In total, HIAS has helped more than 4.5 million people escape persecution, and, in so doing, it has transformed this nation and the lives of those whom it has served.

But with the diminishment of Jews in need of protection, HIAS evolved from an organization that rescues refugees because they are Jewish to an organization that rescues refugees because we are Jewish.

Inspired by Jewish moral teachings, imbued by the Jewish historical experience and bearing witness to the memory of Jews and others throughout history who have searched for safety, HIAS continues to respond to the cries of refugees. HIAS is the embodiment of a fundamental triumph of the Jewish people. Knowing all too well the travesties of persecution, displacement, flight and relocation, Jews have found a way not only to endure, but to prevail. HIAS bears witness as well as the commitment to kiddush hachayim — the sanctification of life.

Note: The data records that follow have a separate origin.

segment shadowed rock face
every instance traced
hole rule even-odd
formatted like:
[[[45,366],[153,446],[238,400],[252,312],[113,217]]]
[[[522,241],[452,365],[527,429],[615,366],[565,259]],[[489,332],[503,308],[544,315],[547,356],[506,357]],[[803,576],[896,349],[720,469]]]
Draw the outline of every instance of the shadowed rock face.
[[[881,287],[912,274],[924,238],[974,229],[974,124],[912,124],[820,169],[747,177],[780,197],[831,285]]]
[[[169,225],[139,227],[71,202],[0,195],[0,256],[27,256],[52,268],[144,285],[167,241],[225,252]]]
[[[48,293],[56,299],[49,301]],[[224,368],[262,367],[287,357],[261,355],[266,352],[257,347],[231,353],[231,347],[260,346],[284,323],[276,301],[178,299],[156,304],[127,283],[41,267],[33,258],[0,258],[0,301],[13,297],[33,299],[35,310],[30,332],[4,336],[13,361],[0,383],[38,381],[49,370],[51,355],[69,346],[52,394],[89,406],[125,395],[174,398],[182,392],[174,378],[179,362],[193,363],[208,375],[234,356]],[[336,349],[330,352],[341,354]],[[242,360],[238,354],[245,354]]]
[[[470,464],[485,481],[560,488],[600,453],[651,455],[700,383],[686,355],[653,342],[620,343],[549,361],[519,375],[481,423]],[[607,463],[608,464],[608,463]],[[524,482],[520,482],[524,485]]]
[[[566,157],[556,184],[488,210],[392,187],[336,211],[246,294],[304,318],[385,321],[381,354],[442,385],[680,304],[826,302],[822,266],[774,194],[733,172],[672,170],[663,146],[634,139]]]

HIAS today upholds its commitment in the following areas:

Refugee resettlement: HIAS serves as one of nine national organizations — and the only Jewish organization — administering the U.S. refugee program.

Advocacy: The voice of the Jewish people speaks clearly through HIAS in advancing refugee protection in the United States and, in instances of perceived injustice, in taking forceful and effective court action to secure refugee rights.

Refugee protection, home and abroad: HIAS is dedicated to promoting the right of all refugees and asylum seekers to gain access to their legal rights, whether working on the island of Lesvos in Greece for refugees largely fleeting Syria, in U.N. refugee camps in East Africa, on the southern border of the United States for asylum seekers and families facing persecution, or within our communities.

Global protection: HIAS maintains offices in 12 countries to provide legal protection to refugees who cannot return to their home counties.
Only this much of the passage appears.